In den mehr als 120 Jahren, in denen der Brunnen der Witterung ausgesetzt war, verblasste die Gedenkinschrift im Tuffstein fast bis zur Unlesbarkeit. Auch der Brunnentrog war undicht und bedurfte einer Reparatur. Die Inschrift konnte mittels einer Methode mit Licht und Schatten „einigermaßen gut entziffert werden“, sagt Hatzl. Eine eindeutige Bestätigung, ob dies auch richtig gelungen war, fehlte jedoch. Der Arbeitskreis suchte daher nach alten Fotos, auf denen die Schrift auf der Gedenktafel noch gut zu lesen war. Ein Aufruf dazu blieb jedoch ohne Erfolg. Der Durchbruch kam 2024, als ein Zeitungsartikel der Münchner Neusten Nachrichten aus dem Jahr 1901 „die letzte Lücke, die Bestätigung der Daten“, schloss, berichtet Hatzl.

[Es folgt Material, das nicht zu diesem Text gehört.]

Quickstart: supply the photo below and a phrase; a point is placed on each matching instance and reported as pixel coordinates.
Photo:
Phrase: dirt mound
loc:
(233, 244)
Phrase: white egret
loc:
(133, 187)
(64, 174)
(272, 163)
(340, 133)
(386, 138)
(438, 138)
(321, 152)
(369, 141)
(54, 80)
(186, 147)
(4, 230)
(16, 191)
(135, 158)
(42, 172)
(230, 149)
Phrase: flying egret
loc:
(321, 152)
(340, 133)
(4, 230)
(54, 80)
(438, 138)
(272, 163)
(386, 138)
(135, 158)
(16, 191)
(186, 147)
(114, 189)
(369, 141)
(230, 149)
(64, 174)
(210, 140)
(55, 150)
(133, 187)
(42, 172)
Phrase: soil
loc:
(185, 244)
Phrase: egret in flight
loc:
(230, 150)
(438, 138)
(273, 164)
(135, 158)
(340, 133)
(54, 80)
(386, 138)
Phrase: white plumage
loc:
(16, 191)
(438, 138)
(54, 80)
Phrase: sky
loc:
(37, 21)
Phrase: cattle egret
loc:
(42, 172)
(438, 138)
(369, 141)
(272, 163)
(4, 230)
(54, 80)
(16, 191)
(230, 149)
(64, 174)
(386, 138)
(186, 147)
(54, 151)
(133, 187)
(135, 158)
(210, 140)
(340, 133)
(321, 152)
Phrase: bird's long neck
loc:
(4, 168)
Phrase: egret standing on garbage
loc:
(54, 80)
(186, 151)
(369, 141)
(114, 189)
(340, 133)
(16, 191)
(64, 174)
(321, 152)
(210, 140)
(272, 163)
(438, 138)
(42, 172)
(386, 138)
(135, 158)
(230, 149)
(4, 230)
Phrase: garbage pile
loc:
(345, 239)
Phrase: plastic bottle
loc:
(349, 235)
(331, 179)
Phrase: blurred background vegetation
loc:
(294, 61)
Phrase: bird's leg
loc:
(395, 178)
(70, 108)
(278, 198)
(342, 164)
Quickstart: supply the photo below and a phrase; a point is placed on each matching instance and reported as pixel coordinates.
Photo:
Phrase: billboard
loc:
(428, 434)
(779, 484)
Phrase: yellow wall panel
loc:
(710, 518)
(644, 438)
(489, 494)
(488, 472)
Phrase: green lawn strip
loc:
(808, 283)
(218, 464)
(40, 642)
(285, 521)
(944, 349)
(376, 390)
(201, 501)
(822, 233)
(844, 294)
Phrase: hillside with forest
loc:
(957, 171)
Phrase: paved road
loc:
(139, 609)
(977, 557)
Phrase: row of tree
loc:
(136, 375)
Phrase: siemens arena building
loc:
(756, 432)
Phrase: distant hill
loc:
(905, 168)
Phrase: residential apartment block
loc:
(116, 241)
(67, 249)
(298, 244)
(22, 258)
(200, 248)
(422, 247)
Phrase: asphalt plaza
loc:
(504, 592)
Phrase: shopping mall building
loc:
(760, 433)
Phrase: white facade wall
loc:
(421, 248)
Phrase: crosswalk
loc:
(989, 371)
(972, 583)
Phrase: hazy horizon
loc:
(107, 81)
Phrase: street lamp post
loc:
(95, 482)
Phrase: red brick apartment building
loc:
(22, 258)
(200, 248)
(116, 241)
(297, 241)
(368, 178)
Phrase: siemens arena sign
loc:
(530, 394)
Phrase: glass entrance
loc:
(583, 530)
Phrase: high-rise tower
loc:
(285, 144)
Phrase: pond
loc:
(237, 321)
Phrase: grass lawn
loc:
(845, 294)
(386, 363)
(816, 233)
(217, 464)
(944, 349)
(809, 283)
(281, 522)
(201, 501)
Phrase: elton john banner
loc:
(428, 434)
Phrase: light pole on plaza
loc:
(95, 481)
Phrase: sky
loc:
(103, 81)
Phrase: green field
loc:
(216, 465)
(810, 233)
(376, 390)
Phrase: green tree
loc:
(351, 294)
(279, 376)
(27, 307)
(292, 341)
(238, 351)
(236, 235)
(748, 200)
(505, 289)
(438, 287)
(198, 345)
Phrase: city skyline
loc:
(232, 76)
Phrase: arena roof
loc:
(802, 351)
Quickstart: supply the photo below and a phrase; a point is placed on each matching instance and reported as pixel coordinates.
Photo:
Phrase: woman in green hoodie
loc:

Mit den neuen Informationen suchte Hatzl, der auch dem Förderverein Kultur und Geschichte vorsitzt, heuer das Gespräch mit der Gemeinde Weyarn und den Stadtwerken München, welche die Eigentümer sind. Im Zuge der Sanierung des Gasthauses Gotzinger Trommel wurde auch die Restauration des Brunnens begonnen. Die Gräfliche Brauerei Arco Valley, die das Gasthaus pachtet, beauftragte den Valleyer Bildhauer Tobel. Im September wurde mit den Arbeiten begonnen, bis März 2026 sollen sie abgeschlossen sein. Pünktlich zum 125-jährigen Jubiläum soll der Brunnen dann im alten Glanz erstrahlen.